Long ago in my Philosophy of the Arts class,
we read and argued a great deal about the Intentionalist Fallacy. This
is the claim that the artist's intentions don't matter, that what
matters is the meaning conveyed by the art product. I find authors'
intentions interesting, but try first to understand the meanings that
are present in the text. I usually enjoy this more, because the
creators' intentions are often feverishly asserted but not realized in
the art. Atwood claims that science fiction is about "talking squids in
outer space," and that that's not what she writes. Margaret, you write
about GMO humanoids in a post-apocalyptic dystopia. I see how that's not
science fiction at all. :rolleyes: I suppose I could also say ":snap:
What-EVAH!" For pretty much the rest of us,
Oryx and Crake
is science fiction, a thematic category in which Atwood does some
lovely work.
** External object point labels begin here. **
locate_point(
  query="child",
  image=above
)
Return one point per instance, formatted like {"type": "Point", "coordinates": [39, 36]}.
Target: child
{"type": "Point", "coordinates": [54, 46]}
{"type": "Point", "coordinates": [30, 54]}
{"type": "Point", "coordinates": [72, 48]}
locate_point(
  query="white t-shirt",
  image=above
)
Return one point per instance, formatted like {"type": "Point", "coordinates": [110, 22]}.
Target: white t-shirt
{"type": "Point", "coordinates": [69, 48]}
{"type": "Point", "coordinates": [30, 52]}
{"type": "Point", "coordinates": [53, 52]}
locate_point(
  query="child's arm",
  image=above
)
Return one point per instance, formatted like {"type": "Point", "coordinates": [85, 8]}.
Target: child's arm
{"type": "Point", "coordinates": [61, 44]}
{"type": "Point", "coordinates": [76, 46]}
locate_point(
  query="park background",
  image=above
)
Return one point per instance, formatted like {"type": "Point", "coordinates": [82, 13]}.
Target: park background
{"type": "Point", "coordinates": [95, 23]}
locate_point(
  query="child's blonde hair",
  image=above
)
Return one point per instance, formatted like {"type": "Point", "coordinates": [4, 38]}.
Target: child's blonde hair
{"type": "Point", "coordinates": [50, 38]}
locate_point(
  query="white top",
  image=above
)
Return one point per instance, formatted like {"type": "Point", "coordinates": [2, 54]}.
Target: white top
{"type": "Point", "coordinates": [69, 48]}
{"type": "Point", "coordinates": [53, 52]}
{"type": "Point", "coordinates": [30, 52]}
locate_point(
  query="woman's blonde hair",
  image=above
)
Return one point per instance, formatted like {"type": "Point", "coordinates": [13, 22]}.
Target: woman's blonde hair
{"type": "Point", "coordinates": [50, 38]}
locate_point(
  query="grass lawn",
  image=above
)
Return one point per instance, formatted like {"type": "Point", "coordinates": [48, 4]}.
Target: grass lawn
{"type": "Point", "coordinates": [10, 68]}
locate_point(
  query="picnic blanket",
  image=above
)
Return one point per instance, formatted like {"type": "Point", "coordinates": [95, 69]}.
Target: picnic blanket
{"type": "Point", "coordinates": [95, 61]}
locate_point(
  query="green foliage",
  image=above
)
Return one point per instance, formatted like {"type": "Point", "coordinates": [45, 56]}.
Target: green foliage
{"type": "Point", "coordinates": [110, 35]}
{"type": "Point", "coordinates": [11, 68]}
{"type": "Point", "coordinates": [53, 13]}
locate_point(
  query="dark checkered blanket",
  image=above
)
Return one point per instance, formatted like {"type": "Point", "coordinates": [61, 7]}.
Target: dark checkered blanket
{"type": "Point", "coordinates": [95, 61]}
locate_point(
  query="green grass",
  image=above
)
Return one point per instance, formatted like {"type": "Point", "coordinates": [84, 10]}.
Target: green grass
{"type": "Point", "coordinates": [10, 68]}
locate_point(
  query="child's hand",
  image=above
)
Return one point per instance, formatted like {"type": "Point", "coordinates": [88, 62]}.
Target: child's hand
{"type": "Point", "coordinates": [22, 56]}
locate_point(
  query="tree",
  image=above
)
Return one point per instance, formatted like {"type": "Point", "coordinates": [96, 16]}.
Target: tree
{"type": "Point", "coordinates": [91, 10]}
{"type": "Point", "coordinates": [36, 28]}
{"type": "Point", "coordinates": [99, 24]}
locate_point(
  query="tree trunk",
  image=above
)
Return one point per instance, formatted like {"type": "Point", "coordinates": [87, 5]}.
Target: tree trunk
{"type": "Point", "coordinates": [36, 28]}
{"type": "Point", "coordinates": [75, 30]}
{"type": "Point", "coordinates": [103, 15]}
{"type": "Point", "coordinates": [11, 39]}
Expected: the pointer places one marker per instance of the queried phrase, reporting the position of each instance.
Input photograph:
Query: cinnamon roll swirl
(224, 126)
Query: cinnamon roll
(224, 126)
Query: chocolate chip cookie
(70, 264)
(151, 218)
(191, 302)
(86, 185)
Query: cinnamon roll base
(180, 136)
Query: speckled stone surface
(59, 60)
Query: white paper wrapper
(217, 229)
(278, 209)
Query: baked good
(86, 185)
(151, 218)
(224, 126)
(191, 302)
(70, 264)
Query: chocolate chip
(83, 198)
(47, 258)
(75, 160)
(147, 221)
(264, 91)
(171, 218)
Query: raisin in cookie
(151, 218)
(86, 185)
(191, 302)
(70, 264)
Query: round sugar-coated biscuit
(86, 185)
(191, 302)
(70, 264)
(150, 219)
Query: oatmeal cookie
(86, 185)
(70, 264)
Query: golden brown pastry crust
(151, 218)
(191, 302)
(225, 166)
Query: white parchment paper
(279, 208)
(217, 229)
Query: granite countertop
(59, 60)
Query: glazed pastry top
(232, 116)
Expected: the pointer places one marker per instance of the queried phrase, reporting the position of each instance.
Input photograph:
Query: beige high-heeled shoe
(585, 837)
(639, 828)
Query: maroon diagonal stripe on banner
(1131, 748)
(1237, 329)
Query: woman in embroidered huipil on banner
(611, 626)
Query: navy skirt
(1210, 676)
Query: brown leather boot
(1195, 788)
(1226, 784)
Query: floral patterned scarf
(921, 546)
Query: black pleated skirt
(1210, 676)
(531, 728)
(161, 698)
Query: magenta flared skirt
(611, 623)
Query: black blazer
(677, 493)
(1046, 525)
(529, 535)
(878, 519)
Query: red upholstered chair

So don't bother finding the insulting authorial exegesis,
but instead proceed directly to the book.
Oryx and Crake
is poignant, poetic, and emotional, which is no small task with a
not-very-sympathetic and schlubby protagonist, grandly catastrophic
actions, and a wide-ranging narrative that includes an errant mother,
rakunks (raccoon plus skunk), the sexual trafficking of children,
biochemical attacks, gated compounds, and the aforementioned genetically
modified humanoids. The story follows Snowman, who grew up as a
comparatively average guy surrounded by geniuses. While not
passive-aggressive, Snowman is passive, or hesitant, or uncertain, or
unable to take a stand for his convictions, at many times from his
childhood to adulthood. His reminiscence, often painful and
self-loathing, supplies the story of how he comes to find himself
wrapped in a sheet, in the tropical fringe of a beach with a
not-so-human tribe, making up answers to their many irritating
questions. Atwood is a wordsmith, and like Ursula Le Guin, writes a
deeply satisfying, smart narrative.
Atwood is a master of world-building. Sure, some of what she proposes is far out, but this is, like
The Handmaid's Tale, a cautionary fantasy. I remember hostile critiques when
The Handmaid's Tale
was first published, arguments that Atwood's near-future dystopia was
unrealistic and wacked out. The intervening shifts in politics and
culture make the idea of a fundamentalist religious government in the
U.S. seem not so much an absurd speculation as a matter of degree.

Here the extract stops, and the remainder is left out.